To summarize, I have as open problems the Sheriff, the boat dock, kissing Maid Marion, the merry men at the stage, the catapult, the cliff, and the cave. I don’t have any unused items other than the grinding wheel (which can’t be moved). Unlike Time Adventure, Johnson is the sort of author willing to re-use items, but I get the intuition I’m missing something simple here with what I have. No hints though, please, this has been enjoyable to play so far!
Had this one as a kid and enjoyed it. The owl at the beginning reminded me of Bubo from Clash of the Titans for some reason, which I was kind of obsessed with at the time.
I find it fascinating that movie is from ’81 but feels like it ought to be from the 50s or 60s
I was going to say “wait really? that was new when they showed it in middle school? I definitely thought it was an old-school Harryhausen movie like Jason and the Argonauts” and it is a Harryhausen movie, just one that was new when I was in middle school. And his wikipedia article says that, though it was successful, the studios passed on the follow-up because it seemed too old-fashioned compared to Industrial Light & Magic, leading Harryhausen to retire from filmmaking. Faugh.

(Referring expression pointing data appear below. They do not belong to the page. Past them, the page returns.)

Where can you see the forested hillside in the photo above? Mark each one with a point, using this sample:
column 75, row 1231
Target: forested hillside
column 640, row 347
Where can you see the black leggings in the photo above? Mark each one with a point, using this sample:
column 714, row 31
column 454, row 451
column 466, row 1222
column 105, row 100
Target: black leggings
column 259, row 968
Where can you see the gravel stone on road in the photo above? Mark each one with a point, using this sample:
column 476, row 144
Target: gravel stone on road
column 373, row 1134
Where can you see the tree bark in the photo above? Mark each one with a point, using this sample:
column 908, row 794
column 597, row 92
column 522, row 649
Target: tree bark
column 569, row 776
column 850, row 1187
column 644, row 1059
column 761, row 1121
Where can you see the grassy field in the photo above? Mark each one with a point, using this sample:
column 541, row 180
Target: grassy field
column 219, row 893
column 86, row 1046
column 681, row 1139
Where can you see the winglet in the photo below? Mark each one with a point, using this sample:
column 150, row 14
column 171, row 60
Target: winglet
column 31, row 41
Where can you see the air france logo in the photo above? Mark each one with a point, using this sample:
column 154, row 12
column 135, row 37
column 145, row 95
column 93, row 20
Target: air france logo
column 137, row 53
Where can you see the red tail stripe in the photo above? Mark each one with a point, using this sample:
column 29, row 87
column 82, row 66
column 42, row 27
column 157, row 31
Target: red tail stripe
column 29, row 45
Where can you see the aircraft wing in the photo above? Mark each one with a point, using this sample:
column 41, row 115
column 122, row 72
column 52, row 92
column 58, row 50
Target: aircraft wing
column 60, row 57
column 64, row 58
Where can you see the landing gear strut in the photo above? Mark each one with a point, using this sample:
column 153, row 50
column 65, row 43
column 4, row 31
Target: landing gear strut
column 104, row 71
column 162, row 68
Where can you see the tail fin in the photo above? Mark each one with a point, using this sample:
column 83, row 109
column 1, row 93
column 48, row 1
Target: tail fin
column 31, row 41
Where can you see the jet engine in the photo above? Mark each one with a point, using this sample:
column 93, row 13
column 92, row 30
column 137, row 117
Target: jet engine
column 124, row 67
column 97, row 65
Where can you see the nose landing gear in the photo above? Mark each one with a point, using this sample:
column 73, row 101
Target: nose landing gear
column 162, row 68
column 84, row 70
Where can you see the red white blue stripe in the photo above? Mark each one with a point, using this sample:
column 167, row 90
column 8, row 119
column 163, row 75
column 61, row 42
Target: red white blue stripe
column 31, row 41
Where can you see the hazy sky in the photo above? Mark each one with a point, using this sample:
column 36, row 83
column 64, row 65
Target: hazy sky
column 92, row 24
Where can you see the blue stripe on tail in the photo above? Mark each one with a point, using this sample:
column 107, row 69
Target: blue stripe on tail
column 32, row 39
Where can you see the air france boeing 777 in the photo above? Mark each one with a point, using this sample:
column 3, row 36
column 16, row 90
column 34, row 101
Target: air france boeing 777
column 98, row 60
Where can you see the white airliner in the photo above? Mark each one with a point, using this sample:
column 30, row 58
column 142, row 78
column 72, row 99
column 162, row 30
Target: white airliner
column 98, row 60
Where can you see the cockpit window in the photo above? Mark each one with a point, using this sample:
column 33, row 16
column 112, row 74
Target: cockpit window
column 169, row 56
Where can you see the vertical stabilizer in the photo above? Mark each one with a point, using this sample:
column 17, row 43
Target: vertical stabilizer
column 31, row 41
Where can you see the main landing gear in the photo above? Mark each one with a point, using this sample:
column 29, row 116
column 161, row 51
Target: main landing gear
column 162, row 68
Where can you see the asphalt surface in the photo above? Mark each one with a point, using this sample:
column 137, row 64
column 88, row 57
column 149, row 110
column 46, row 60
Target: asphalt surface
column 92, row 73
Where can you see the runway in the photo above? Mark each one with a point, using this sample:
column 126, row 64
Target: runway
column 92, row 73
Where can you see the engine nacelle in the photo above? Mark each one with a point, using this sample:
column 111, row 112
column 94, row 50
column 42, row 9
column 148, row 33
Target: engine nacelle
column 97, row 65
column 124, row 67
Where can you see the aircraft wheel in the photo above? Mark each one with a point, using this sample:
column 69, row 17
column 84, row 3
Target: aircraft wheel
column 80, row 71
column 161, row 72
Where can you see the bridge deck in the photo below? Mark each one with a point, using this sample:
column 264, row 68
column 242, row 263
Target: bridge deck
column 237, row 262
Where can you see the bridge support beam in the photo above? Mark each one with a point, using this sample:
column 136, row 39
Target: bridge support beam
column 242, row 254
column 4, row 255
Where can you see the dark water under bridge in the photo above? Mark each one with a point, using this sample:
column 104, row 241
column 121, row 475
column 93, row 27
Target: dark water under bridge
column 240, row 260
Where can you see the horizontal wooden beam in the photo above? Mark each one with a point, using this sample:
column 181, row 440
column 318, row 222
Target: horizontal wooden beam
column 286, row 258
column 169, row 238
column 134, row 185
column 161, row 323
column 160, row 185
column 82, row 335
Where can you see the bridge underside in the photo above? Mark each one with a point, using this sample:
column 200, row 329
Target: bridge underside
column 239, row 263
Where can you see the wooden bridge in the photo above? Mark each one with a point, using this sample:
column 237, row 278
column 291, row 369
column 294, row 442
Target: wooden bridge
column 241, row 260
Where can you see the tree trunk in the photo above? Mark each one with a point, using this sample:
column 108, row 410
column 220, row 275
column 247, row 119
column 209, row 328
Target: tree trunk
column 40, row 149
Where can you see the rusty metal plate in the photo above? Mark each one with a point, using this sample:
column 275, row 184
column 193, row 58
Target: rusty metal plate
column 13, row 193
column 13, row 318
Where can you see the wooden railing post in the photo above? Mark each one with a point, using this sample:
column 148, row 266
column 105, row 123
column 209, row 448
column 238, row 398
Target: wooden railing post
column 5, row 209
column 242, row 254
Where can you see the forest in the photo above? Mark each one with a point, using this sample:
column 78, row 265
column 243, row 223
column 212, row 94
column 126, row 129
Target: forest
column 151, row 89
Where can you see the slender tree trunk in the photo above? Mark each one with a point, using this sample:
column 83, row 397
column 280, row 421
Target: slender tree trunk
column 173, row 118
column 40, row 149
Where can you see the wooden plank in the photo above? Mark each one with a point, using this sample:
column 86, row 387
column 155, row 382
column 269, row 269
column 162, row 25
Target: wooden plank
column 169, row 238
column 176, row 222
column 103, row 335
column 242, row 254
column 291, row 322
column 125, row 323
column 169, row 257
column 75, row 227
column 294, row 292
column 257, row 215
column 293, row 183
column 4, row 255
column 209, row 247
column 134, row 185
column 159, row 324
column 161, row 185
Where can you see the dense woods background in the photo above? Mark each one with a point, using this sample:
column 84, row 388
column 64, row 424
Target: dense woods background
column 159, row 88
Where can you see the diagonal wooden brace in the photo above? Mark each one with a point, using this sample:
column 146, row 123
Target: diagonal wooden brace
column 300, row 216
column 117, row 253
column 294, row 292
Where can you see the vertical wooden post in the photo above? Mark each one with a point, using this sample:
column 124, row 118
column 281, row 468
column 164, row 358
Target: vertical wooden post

I even owned the action figures!
https://www.plaidstallions.com/mattel/clash.html
It was a close battle between Clash and Time Bandits around that time for kid-oriented fantasy film supremacy, at least in my circle. That was kind of the tipping point, along with the rise of D&D and all those cheesy sword & sorcery flicks that started coming out, for when fantasy started to replace the Star Wars-fueled space opera/sci fi wave in the kid zeitgeist for the next few years. As seen above, it really started manifesting in the toy market as well. So, despite its old-fashioned nature, Clash was actually cutting edge in kid pop culture, at least briefly.